つまり、仮に1500万円で売却した場合、購入した当時よりも売値は下がっていますが、1442万円しか取得費が無いため、差額の58万円に対して譲渡所得税が発生するのです。

 ⑶ 購入金額を土地と建物に区分することで節税できる

新築を購入した場合には、消費税は建物部分にしかかかりません。

不動産を購入した時の売買契約書には必ず、消費税の金額が記載されています。

減価償却費の計算は土地は不要です。

なので、不動産購入代金を土地・建物に分けることで節税することができるのです!

 

例:平成30年1月1日に3,160万円で新築のマンションを購入した場合

消費税160万円

平成30年1月1日⇒消費税8%

※不動産を購入した時の消費税

160万円÷8%=2000万円(建物本体金額)3160万円-(2000万円+160万円)=1000万円(土地本体価格)

購入物件が3160万円であっても、建物部分が2160万円であれば、その部分だけ減価償却をすればいいのです。

土地は老朽化しません。なので、減価償却費の計算をする場合には、土地と建物を分離して計算しましょう。

 ⑷ 不動産売却の申告をしないと税務署が税務調査にやってくる

不動産売却の利益については、不動産売却した翌年の2月16日から3月15日までに申告をしなければなりません。

正直、利益を出して税金は払いたくありませんよね。

ですが、税務署は不動産売却の無申告については、特に見逃しません。

税務署にとっても、不動産売却の税金は高額。

利益が1000万円あれば、所得税でも15%の税率。150万円です。

1回の税務調査で効率よく税金を徴収するには、高額の無申告の人を調査するのが簡単なのです。

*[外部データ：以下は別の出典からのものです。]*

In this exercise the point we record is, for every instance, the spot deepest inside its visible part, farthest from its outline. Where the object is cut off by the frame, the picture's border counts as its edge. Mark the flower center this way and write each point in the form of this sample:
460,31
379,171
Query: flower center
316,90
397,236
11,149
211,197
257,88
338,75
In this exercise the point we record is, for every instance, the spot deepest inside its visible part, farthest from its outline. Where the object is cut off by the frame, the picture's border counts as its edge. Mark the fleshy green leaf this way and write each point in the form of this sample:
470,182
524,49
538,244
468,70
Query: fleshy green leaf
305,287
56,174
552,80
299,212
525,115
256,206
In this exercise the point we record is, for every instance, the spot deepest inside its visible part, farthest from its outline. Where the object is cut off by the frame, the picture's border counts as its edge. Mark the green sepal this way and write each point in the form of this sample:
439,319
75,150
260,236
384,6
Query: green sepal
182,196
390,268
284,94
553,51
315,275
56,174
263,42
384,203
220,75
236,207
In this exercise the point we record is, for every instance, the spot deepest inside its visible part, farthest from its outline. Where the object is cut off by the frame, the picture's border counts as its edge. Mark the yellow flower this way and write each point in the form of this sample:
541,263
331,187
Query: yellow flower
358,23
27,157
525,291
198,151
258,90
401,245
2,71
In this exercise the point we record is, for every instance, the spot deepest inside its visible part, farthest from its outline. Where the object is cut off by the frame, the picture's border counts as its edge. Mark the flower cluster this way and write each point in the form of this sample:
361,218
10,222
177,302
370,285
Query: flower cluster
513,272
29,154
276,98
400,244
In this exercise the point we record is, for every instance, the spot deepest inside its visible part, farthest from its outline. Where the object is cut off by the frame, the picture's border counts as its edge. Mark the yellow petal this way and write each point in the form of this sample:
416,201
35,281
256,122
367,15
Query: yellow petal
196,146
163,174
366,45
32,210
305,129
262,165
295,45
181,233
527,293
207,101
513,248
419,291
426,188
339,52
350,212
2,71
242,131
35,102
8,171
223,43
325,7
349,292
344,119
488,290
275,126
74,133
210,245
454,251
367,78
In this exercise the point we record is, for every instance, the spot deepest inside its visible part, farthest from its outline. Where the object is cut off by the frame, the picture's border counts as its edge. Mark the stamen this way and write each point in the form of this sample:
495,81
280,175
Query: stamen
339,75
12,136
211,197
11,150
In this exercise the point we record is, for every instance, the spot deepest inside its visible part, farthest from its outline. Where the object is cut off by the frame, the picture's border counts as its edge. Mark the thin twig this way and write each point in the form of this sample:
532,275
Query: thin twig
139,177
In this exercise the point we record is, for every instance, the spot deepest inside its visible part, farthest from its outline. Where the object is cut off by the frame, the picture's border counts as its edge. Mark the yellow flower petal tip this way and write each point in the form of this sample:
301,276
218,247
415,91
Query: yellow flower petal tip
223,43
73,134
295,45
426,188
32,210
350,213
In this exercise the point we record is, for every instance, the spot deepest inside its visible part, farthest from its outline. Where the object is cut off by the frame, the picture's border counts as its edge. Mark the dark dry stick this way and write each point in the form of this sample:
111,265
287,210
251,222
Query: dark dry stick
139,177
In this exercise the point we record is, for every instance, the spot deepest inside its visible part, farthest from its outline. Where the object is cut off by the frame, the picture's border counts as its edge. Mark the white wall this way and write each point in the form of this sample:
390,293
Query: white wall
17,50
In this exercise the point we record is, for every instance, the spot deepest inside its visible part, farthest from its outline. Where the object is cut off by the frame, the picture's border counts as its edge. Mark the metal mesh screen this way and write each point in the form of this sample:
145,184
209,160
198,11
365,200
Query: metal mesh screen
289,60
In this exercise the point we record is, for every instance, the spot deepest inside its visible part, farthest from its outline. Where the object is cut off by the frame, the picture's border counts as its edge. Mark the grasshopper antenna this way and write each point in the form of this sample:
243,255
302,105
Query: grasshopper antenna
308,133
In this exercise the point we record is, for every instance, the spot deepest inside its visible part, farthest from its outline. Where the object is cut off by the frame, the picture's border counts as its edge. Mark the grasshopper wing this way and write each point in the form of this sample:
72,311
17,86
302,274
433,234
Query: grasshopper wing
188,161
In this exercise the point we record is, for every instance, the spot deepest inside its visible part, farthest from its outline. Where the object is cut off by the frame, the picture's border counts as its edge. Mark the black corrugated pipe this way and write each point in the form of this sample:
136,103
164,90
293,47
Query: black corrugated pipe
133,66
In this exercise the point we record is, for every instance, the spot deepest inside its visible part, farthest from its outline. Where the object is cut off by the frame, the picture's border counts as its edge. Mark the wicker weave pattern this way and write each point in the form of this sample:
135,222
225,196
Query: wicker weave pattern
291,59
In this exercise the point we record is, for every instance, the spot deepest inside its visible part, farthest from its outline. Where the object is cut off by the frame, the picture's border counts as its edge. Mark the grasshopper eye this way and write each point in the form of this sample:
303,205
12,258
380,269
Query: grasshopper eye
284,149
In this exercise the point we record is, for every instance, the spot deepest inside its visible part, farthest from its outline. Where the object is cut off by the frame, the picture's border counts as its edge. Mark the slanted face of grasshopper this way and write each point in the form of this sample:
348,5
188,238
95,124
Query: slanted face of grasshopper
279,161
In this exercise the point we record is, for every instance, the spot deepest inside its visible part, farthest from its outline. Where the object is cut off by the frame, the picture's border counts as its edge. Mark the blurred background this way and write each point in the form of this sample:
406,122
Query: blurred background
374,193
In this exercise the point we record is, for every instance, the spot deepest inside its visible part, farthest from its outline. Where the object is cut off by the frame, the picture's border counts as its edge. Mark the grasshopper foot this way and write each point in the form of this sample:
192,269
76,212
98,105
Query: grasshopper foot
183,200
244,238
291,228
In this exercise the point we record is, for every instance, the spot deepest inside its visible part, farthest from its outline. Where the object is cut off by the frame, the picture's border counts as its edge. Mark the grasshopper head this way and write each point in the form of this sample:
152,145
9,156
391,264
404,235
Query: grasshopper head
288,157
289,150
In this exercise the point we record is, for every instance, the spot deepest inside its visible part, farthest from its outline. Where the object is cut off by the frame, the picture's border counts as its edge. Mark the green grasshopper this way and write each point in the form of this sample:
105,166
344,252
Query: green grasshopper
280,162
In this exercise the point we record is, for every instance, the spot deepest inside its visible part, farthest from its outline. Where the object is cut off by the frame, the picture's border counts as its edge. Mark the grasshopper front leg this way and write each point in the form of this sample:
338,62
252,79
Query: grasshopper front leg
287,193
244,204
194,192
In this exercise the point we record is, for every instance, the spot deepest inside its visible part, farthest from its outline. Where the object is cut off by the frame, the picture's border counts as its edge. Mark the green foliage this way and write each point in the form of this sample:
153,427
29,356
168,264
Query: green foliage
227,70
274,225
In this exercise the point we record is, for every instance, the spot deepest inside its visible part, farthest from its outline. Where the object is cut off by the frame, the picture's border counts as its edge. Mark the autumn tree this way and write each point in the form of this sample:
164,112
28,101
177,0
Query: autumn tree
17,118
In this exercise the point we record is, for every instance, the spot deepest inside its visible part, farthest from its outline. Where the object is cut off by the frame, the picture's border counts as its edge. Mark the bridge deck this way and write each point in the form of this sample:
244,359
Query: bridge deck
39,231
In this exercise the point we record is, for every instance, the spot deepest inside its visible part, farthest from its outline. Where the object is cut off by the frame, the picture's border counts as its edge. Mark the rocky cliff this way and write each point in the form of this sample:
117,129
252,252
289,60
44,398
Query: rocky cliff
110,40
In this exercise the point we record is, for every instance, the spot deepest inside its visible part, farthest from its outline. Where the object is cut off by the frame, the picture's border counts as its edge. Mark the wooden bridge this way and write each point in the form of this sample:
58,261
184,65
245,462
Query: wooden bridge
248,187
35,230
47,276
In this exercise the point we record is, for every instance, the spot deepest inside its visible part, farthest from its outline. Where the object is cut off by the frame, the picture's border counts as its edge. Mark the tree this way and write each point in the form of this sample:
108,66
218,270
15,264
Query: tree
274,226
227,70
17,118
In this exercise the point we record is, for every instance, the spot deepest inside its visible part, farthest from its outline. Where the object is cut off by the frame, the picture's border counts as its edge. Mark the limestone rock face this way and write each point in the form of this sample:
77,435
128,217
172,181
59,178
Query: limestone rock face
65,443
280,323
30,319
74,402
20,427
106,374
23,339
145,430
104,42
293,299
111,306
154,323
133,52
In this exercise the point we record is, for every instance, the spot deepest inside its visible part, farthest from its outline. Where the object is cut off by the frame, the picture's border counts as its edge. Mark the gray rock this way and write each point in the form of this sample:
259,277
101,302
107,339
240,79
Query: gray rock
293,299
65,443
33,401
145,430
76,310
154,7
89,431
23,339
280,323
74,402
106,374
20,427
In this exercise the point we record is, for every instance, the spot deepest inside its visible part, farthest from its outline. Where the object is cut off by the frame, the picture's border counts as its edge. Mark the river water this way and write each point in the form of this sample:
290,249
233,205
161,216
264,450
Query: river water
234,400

つまり、税務署にとっても不動産売買の調査はチャンスなのです。

 ⑸ 無申告での重加算税は40%も余計に税金を支払うことに

申告をしない場合には加算税・延滞税という罰金を支払うことになります。

特に、脱税など税金逃れをした場合には、重加算税として納める税金にプラス40%支払う可能性もあります。

延滞税は日割り計算です。

1日納税が遅れるだけで無駄に納める税金が増えます。

リスクを負ってまで無申告であるよりも、節税対策をして申告するのが一番安全な方法です。

不動産を購入した時の取得金額が一番高額な経費である

 ⑴ 購入時の領収書が無いと経費として認められない

不動産売却で一番の経費は、購入したときの金額。

注意点は、税務署は領収書などの証明書がない場合、経費としては認めません。

実際に1000万円支払っていたとしても、税務署は聞く耳を持ちません。

その場合、売却金額の95%が利益として計算することになります。

(取得不明の場合には売却金額の5%を概算取得費として計算をする)

なので、絶対に購入当時の契約書や領収書を紛失してはいけません。

 ⑵ 契約書や領収書を紛失した場合には業者に問い合わせてみること

購入当時の金額がわからない場合には、購入した不動産業者に問い合わせてましょう。

事業をしている人は7年間は帳簿を保管していますので、当時の契約書などが保管されている可能性が高いです。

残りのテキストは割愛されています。